His eyes fixed upon her with the unspoken question.

“You have found the woman of your dreams.”

Had he been that transparent?

“In less than four weeks, you will be the envy of every man in the Sellusion Empire when you wed the fair Honored Lady of Garonne.”

His mouth twisted, his nostrils flared. First Crausin’s bloody oath and now the sham of a wedding to that rabid whore, it was all too much to bear alone.

He assured himself that Wensel hadn’t returned, then boldly declared, “I don’t love her.”

“What?” Vaush said, looking more confused than anything.

“I’m being forced into this accursed marriage.” There was no regret in his confession, only relief at confiding in her.

“But all of the society journals and holographs depict the two of you as blissfully beautiful and happy. You’ve reached that iconic status, where every couple wishes they were you and Spira.”

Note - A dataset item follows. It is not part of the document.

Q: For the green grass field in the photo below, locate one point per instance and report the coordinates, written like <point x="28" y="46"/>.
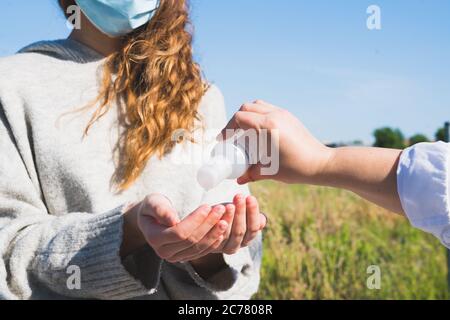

“It’s all a charade, an elaborate facade orchestrated by my father and Spira, which I am forced to comply with as stipulated by the betrothal contract. Every word, every touch, every gesture is a scripted falsehood.”

Vaush could not have looked any more shocked than if she’d witnessed a Nethicaen declaring his love for a Ti-Larosian. But with the confession, he had removed one of the barriers between them.

Her expression turned solemn as she finally spoke. “How horrible for you. Your duty as Crown Prince virtually precludes the possibility of you marrying for love. I truly hope that what House Eskridge is offering is worth the price of your happiness.”

Comron heard the farewell in her words. He could already see her walking away with a casual shrug. Something inside of him was dying.

“What if Grantham had been the one you couldn’t breathe without?” he inquired as his eyes scanned the area for Wensel. “Would you have defied your father over him?”

“Not only my father.” Her hazel eyes narrowed and her tone was deathly serious. “Nothing in this entire universe would have kept me from the man I loved.”

Her words rocked him to the core – to be the object of her passionate desire consumed him. He wanted desperately to know what it was to be loved by her.

Vaush smirked and rolled her eyes. “Of course, I’ve yet to meet this fictitious man. Meanwhile…” She shrugged as Wensel entered the clearing. “I’m married to my work.”

With that, the door slammed shut in his face.

The prince’s spirit sank even deeper into the murky depths as the stark truth stared him in the face. After Patheis, Vaush would soar away like some exotic bird, so beautiful and free…while he remained earthbound, trapped behind the bars of his gilded cage.